Thus, if the vector~$\alpha$ be conceived to being at a
point~${\sc b}$, and to end at a point~${\sc c}$, while the
vector~$\beta$ shall be conceived to begin at ${\sc c}$ and to
end at ${\sc a}$; and if we conceive a unit-mass at ${\sc b}$ to
attract two other masses, regarded as collected into points, and
as situated respectively at ${\sc c}$ and at ${\sc a}$; this
attraction of ${\sc b}$ will {\it disturb\/} the relative motion
of ${\sc a}$ about ${\sc c}$, if ${\sc a}$ be supposed to be
nearer than ${\sc b}$ is to ${\sc c}$, by producing a {\it series
of groups of smaller and smaller forces}, of which groups it may
be sufficient here to consider the two following.
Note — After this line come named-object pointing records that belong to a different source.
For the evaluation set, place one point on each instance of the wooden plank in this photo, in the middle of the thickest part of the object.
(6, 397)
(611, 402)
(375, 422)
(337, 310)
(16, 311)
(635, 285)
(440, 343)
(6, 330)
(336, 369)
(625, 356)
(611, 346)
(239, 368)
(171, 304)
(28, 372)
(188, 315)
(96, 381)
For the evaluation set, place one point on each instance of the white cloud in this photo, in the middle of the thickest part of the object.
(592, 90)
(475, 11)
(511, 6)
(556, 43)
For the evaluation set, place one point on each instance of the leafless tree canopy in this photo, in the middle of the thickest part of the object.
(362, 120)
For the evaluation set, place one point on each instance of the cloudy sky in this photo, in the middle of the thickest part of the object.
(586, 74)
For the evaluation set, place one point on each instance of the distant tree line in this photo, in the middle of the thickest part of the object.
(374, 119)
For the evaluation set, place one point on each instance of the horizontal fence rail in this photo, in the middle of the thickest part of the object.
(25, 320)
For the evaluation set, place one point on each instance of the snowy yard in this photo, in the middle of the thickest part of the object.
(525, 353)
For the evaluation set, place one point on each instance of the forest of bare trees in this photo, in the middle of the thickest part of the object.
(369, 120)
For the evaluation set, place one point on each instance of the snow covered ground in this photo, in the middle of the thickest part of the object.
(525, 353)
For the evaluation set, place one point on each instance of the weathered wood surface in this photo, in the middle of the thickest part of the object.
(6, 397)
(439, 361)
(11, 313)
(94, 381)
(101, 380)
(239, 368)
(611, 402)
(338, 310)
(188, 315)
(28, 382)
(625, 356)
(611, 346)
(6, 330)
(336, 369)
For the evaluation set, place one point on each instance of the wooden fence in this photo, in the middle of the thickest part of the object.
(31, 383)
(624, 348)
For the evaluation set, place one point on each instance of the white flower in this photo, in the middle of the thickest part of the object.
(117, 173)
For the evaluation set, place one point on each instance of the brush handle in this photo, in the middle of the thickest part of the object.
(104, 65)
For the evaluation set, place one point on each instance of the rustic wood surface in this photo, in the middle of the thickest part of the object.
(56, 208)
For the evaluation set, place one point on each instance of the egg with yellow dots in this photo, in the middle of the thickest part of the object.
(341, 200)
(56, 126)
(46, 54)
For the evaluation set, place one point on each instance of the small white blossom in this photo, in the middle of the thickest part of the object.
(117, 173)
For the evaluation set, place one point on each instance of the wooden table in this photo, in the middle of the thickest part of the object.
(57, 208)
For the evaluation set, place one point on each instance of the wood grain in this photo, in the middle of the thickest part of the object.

The first and principal group consists of the two disturbing
forces $\phi_{1,0}$ and $\phi_{0,1}$, and of these the first is
purely {\it ablatitious}, or is directed along the prolongation
of the side of the triangle ${\sc a} {\sc b} {\sc c}$, which is
drawn from ${\sc c}$ to ${\sc a}$, and it has its intensity
denoted by the expression ${1 \over 2} b a^{-3}$, since we have
for this force, and for its tensor and versor, the expressions
$$\phi_{1,0}
= {\textstyle {1 \over 2}} \beta (- \alpha^2)^{-{3 \over 2}};\quad
{\sc t} \phi_{1,0}
= {\textstyle {1 \over 2}} b a^{-3};\quad
{\sc u} \phi_{1,0}
= {\sc u} \beta.
\eqno (29)$$
The second disturbing force, of this last group, has for
expression
$$\phi_{1,0}
= {\textstyle {3 \over 2}} \alpha \beta \alpha^{-1}
(- \alpha^2)^{-{3 \over 2}}
= {\textstyle {3 \over 2}} \alpha \beta \alpha^{-1} a^{-3};
\eqno (30)$$
it intensity is {\it exactly triple\/} of that of the former
force, being represented by ${3 \over 2} b a^{-3}$; and its
direction is the same as that of a straight line drawn from
${\sc c}$ to ${\sc a}'$, if ${\sc a}'$ be a point such that the
line ${\sc a} {\sc a}'$ is perpendicularly bisected by the line
${\sc b} {\sc c}$ (prolongued through ${\sc c}$ if necessary).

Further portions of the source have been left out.